Problem Connecting to WCF Service on a Server

Question

I have set up a WCF service on a server which lives in its own Workgroup. I've tried to make a TCP/IP connection to it from a client that lives on the corporate domain. When I try to open a connection, I get a SecurityNegotiationException with the message:

"A remote side security requirement was not fulfilled during authentication. Try increasing the ProtectionLevel and/or ImpersonationLevel." The inner exception reads: "The network logon failed"

After speaking with some coworkers about the issues and performing some google research, I came to the conclusion that the issue is that the client is attempting to log on to the server using my corporate network login and password. Since the server is not part of the corporate network, it has no knowledge of my corporate identity and then rejects the login / connection attempt. Whether this analysis is correct or not, I have no idea.

Google results seem to suggest that perhaps the solution is that I need to impersonate user account that exists on the server machine. --I have also stumbled across this codeproject article which demonstrates user impersonation. Since the only account on the server is Administrator with no password, I tried domain as the computer's ip address as "10.0.0.11", username as "Administrator", and password as "". http://www.codeproject.com/KB/dotnet/UserImpersonationInNET.aspx?display=Print Unfortunately, it fails with the message:

"Logon failure: unknown user name or bad password"

Another hint to the problem: When the client and server are both machines on the corporate network, there are no connection problems at all.

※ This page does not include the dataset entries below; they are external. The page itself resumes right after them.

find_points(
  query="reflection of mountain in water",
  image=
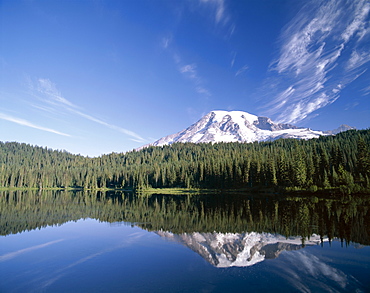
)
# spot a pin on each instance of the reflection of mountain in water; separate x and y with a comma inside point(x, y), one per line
point(238, 249)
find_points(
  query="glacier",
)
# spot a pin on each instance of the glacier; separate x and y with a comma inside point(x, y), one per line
point(239, 126)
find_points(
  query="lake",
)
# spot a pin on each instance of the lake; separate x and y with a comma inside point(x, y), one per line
point(60, 241)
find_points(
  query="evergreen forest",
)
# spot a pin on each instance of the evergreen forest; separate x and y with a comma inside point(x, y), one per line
point(346, 218)
point(339, 163)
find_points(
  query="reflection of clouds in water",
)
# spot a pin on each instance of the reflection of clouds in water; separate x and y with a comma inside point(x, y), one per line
point(306, 272)
point(14, 254)
point(58, 274)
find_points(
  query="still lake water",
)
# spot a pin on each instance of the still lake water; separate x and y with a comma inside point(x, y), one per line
point(115, 242)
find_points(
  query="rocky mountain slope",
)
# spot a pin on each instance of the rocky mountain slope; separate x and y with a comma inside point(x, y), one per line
point(239, 126)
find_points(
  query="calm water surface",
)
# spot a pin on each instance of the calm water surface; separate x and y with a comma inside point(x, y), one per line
point(81, 242)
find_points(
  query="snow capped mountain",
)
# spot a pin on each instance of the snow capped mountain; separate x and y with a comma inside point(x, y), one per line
point(237, 126)
point(238, 249)
point(341, 128)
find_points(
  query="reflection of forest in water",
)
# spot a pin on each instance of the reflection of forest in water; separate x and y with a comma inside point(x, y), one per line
point(347, 219)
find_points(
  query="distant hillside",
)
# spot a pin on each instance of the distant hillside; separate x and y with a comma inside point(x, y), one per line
point(340, 162)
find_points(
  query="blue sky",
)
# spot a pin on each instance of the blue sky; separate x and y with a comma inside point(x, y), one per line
point(95, 77)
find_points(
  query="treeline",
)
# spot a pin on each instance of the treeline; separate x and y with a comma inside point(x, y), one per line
point(340, 162)
point(347, 219)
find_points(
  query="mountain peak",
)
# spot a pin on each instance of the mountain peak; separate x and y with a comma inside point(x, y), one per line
point(239, 126)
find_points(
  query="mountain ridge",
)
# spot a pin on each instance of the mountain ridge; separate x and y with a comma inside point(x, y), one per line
point(240, 126)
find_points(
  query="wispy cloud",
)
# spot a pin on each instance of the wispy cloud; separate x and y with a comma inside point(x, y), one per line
point(241, 70)
point(29, 124)
point(218, 7)
point(358, 58)
point(313, 65)
point(48, 93)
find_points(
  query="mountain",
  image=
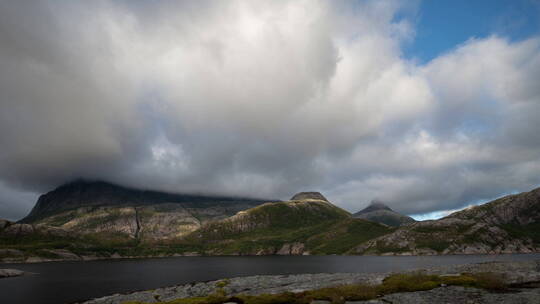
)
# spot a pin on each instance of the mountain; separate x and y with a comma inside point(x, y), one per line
point(103, 208)
point(307, 224)
point(378, 212)
point(510, 224)
point(83, 193)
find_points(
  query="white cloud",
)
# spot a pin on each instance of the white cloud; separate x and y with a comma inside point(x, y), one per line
point(263, 99)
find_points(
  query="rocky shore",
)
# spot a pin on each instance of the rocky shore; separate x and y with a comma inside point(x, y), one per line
point(523, 277)
point(6, 273)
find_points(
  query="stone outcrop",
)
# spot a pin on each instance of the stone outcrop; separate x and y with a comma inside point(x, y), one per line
point(101, 208)
point(308, 195)
point(291, 249)
point(378, 212)
point(82, 193)
point(6, 273)
point(511, 272)
point(506, 225)
point(4, 224)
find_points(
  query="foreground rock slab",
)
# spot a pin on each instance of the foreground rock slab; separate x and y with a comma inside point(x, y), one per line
point(512, 272)
point(6, 273)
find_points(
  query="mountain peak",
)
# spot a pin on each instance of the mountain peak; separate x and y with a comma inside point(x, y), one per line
point(374, 206)
point(379, 212)
point(308, 195)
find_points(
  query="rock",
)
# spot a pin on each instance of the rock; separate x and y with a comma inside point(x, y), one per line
point(4, 223)
point(19, 230)
point(513, 272)
point(380, 213)
point(64, 254)
point(6, 273)
point(291, 249)
point(308, 195)
point(457, 294)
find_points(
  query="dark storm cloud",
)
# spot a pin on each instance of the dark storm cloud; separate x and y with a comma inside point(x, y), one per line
point(263, 99)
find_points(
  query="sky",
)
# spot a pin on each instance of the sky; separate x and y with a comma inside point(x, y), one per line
point(429, 106)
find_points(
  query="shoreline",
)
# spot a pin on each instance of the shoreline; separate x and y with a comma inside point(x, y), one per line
point(516, 274)
point(37, 259)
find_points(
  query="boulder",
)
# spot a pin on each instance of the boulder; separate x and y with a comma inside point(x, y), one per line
point(6, 273)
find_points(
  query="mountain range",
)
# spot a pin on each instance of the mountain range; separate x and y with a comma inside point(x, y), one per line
point(379, 212)
point(88, 220)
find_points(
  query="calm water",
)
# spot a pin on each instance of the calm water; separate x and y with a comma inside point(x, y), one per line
point(68, 282)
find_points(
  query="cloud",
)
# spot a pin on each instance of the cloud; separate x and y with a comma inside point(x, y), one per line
point(262, 99)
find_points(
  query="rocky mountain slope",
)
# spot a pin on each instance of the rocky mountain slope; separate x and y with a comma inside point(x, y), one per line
point(507, 225)
point(101, 208)
point(307, 224)
point(379, 212)
point(83, 193)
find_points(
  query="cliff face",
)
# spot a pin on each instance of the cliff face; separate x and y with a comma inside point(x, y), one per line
point(299, 226)
point(380, 213)
point(102, 208)
point(507, 225)
point(151, 222)
point(79, 194)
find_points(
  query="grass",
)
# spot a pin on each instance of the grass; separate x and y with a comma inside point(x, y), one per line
point(355, 292)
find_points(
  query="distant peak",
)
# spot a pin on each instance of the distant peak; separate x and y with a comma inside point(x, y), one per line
point(308, 195)
point(377, 204)
point(374, 206)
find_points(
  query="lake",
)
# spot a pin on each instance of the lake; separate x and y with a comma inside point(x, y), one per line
point(68, 282)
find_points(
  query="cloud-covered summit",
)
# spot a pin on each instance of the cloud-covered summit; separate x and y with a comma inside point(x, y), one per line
point(262, 98)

How can I resolve the error and complete the connection to the server? Even though it is not a best practice, I am completely okay with removing any security so I can keep this project moving forward

Answer 1

I know of no way to have a workgroup trust a domain, which means you have a couple of choices, as i see it

1. Add another endpoint in your WCF service that uses HTTP (a web service endpoint) and use this from the domain. This gets around the security problem, as you can impersonate here, or even set up a specific user that can access goodies in your workgroup server.

2. Whack down security in the WCF service. i would have to think about how to do this, but it is not a good idea anyway.

3. Create a domain and get a trust relationship.

The code project you mentioned is not dealing with impersonation in a way that is directly useful to WCF, as the authentication happens before you can even hit this code. I imagine you can whack at the framework bits to do it, but that would be nasty. There might be a way to use the code in an HTTP endpoint, but that can already be done without incurring the overhead of adding code that circumvents windows security.

Answer 2

Until you grasp the details, best way to learn is to disable security. You have to create a new binding configuration at the server side with security mode set to "None". Name it "NoSecurity" for convenience. This configuration must have the same type (wsHttpBinding, etc.) you use at your endpoint. Then set the bindingConfiguration property of your endpoint to "NoSecurity".

Update your client configuration and you are set to go.